Young people generally assume that they are healthy, do not undergo medical examinations often, and are unaware of their blood pressure levels. According to the 4th National Survey of Risk Factors, published in October 2019, the prevalence of hypertension was 14.8% among individuals aged 18-24, 20.7% among
those aged 25-34, and 29% among those aged 35-49.
1 In the RENATA 2 study, conducted between August 2015 and March 2016 and published in 2017, 18.5% of men and 6.9% of women < 35 years had hypertension as well as 37.9% of men and 19.5% of women between 35 and 44 years of age. 2 A relevant fact is that in these age groups of young adults, the prevalence of hypertension is increasing more rapidly than in older people, especially in men and in middle-and low-income countries. 3,4 This could be attributed to factors such as increasing sedentary lifestyles, obesity, alcohol consumption, tobacco use, drug use, and poor diet. In young adults, adherence to adequate treatment and blood pressure control is significantly lower. 5 A recent Finnish publication analyzed a group of 1889 adolescents and young adults who were followed up for 38 years. At the conclusion of the study period, 745 (39.4%) of the subjects had developed atheromatous plaques in their carotid arteries. Multivariate analysis demonstrated a close correlation between systolic, diastolic, mean, and pulse pressure initially recorded and the development of these plaques. 6 These findings confirm the well-established association between the presence of a specific risk factor, its intensity, and the duration of endothelial exposure to that risk factor. Another relevant finding is the confirmation that hypertension is associated not only with arterial remodeling (increased intima-media thickness) but also with the deposition of atheromatous plaques.
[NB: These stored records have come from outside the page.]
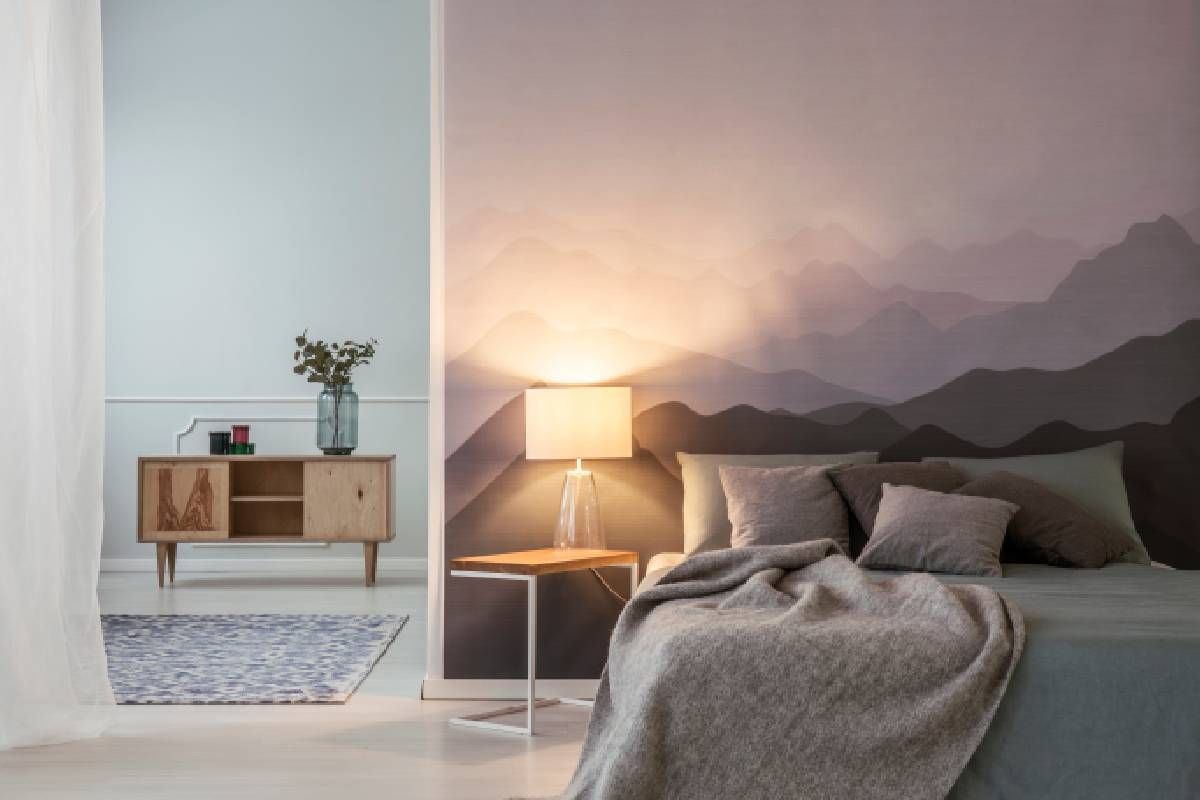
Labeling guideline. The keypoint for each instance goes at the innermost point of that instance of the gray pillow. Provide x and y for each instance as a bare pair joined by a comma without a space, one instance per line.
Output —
1090,477
1049,528
784,505
931,531
863,486
706,518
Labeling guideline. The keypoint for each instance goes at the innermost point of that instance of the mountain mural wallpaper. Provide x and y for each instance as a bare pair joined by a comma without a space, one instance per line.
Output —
919,228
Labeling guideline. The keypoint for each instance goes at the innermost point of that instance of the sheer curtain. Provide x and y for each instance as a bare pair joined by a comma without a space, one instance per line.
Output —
53,678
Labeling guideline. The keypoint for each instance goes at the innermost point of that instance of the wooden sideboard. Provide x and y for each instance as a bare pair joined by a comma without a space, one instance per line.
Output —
252,499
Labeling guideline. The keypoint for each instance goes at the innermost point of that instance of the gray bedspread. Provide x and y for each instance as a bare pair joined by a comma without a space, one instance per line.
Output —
1105,701
778,672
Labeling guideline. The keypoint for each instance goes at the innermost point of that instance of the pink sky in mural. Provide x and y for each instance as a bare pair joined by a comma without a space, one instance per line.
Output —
961,122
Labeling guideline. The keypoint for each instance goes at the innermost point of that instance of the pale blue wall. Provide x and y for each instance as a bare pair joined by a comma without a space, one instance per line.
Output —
267,170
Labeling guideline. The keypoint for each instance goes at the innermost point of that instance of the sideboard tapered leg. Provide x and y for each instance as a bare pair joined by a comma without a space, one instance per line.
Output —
161,552
370,558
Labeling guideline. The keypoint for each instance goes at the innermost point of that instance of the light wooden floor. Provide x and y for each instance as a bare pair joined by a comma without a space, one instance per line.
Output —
384,743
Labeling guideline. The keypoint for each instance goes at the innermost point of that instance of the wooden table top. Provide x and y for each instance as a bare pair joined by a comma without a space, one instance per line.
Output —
544,560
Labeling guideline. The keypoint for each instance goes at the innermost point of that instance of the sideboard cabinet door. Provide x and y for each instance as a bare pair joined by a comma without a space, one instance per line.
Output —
184,501
346,499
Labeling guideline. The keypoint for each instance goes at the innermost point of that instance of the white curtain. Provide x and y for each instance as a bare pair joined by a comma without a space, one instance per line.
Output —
53,677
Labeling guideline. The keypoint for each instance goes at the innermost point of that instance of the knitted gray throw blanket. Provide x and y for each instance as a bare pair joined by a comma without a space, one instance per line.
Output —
786,672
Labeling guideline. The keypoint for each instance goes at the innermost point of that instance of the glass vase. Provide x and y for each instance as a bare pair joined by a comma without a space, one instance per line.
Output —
579,512
337,420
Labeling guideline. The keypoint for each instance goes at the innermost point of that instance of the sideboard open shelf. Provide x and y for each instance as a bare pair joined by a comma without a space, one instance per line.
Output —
259,499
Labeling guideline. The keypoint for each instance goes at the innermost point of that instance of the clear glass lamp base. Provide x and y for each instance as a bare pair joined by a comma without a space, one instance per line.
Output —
579,512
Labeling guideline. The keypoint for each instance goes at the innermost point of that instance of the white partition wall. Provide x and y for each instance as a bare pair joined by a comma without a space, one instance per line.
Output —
267,173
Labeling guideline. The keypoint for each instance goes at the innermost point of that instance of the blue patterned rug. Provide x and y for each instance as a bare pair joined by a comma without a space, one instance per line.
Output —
202,659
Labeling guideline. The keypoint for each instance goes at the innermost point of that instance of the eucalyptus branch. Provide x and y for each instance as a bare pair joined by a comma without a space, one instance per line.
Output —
330,362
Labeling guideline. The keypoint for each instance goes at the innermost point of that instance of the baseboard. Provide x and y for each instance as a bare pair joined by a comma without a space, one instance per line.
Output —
457,689
393,565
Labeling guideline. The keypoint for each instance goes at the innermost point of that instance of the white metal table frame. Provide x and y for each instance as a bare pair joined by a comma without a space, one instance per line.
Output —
532,702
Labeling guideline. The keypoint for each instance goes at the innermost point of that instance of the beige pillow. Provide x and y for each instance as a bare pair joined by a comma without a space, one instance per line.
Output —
784,505
930,531
706,517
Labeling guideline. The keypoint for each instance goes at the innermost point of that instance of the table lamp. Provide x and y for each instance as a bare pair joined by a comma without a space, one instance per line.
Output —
579,422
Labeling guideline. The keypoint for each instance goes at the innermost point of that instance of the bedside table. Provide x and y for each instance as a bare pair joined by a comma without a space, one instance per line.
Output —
528,566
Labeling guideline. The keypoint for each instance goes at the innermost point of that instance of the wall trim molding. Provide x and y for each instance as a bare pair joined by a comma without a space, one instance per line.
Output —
337,565
117,400
459,689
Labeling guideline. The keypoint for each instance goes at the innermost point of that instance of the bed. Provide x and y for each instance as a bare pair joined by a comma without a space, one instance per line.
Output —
1105,701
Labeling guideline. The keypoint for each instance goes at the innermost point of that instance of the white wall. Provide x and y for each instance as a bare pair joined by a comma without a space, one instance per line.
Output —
267,172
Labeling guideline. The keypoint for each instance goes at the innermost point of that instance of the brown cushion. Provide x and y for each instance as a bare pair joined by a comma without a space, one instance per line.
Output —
863,485
784,505
931,531
1049,528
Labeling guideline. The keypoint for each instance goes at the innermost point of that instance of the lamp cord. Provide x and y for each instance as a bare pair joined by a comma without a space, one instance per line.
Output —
609,588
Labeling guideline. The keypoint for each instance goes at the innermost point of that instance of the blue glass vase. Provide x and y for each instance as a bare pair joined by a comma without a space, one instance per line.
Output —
337,420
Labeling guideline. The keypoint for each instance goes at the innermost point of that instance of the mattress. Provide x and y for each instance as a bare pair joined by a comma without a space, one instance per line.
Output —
1105,701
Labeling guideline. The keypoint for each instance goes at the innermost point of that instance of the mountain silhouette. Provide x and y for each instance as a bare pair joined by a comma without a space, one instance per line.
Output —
523,350
1146,379
895,353
1161,464
1145,286
1191,222
576,289
1020,266
829,244
671,427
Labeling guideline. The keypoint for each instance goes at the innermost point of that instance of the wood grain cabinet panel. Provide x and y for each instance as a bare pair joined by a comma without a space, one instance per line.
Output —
184,501
347,500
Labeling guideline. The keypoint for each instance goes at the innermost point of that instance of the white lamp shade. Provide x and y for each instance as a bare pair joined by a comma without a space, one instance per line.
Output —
579,422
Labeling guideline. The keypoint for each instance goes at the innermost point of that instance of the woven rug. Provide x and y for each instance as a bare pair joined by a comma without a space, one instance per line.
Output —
204,659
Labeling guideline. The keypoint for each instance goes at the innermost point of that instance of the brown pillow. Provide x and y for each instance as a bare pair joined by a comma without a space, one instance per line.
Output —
931,531
784,505
1049,528
862,486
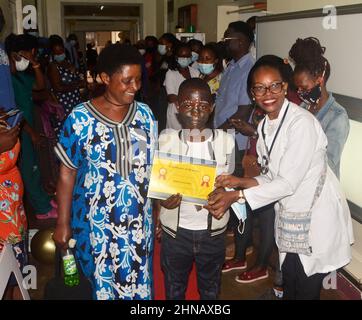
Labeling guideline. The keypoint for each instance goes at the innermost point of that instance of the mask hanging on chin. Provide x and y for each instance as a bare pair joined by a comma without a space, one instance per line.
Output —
22,65
313,96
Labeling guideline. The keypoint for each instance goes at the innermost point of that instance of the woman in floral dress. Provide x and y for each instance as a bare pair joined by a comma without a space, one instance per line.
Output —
13,223
105,148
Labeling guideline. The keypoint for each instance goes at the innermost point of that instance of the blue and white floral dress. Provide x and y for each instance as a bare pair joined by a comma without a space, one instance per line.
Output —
111,214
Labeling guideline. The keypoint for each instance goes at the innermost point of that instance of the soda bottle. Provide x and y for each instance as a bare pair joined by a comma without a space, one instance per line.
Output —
71,275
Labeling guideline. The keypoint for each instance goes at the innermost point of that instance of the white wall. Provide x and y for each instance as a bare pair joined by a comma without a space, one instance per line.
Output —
207,15
55,20
283,6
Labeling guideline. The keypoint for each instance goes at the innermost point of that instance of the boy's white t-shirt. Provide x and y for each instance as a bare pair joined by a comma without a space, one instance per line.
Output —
190,218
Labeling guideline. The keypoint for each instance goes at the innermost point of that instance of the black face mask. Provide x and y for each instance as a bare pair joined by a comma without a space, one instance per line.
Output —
311,97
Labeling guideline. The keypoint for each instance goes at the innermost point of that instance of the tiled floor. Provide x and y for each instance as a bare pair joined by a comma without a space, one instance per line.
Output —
230,290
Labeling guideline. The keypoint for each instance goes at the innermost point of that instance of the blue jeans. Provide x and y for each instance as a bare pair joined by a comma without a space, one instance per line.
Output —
178,255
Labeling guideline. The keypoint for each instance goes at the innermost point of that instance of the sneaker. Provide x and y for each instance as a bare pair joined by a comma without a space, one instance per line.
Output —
252,276
234,265
52,214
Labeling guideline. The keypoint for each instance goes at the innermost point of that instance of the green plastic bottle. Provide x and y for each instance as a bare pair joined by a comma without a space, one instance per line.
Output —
71,275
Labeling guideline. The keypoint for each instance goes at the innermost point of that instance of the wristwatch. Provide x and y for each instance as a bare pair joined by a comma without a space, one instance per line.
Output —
241,197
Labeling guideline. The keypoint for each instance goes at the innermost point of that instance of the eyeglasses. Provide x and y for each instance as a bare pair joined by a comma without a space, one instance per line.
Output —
274,88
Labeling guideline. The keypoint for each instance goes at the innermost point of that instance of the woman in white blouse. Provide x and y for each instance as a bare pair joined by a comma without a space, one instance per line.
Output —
313,228
174,77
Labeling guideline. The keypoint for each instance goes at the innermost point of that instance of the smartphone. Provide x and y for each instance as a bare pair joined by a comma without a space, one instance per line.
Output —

In this issue of the journal, researchers from the Favaloro Foundation publish a cross-sectional observational study with prospective follow-up of individuals who underwent cardiovascular evaluation between January 2017 and December 2023. 7 A total of 6071 participants between 18 and 49 years were included in this analysis (age 35.3 ± 9.6 years, 45.3% female). Of these, 576 patients (9.5%) had systolic blood pressure ≥ 140 mmHg, diastolic blood pressure ≥ 90 mmHg, or both (HTNg). The characteristics of the HTNg were compared with those of normotensive individuals (CTRLg). Patients were excluded if they had previous HTN, were taking antihypertensive treatment, or had secondary HTN. Subjects in the HTNg were older and had higher values of body mass index and blood glucose, creatinine, total cholesterol, LDL, and triglycerides. These data reinforce the long-standing concept that cardiovascular risk factors are often associated and that identifying one of these factors typically prompts the investigation of the others to determine the overall cardiovascular risk score. On exercise stress test, this group exhibited lower performance and a greater exaggerated hypertensive response to exercise compared to the CTRLg. In addition, the echocardiograms demonstrated higher left ventricular mass index and larger left atrial diameter in the HTNg. Probably, an indeterminate proportion of these patients were unaware they had HTN, as we do not know the medical records of this population. In that case, this would be the first time they became aware of their condition. Furthermore, analysis of the results indicates that target organ damage to the kidney and heart had already occurred at an early age.
This study analyzes a highly selected population made up of individuals who voluntarily attended a prevention program at a cardiovascular center (motivational bias). This decision identifies them as people who are naturally more concerned about their health and, consequently, healthier than the average population. Given their attendance at a private institution, it is reasonable to assume that these individuals possess health coverage and thus belong to a more privileged socioeconomic class (socioeconomic bias). These facts contribute to consider it difficult to extrapolate these results to the broader community. The diagnosis of hypertension was made in the context of a single measurement taken as part of a general health checkup, without corroboration by additional methods such as home or ambulatory blood pressure monitoring, as recommended by recent guidelines. 8
Despite these observations, I believe that this paper presents a novel and valuable incentive to warn the community (particularly the medical community) and underscore the importance of detecting, correctly treating, and adequately controlling hypertension over a lifetime.
Conflicts of interest
None declared (See authors conflicts of interest forms on the website).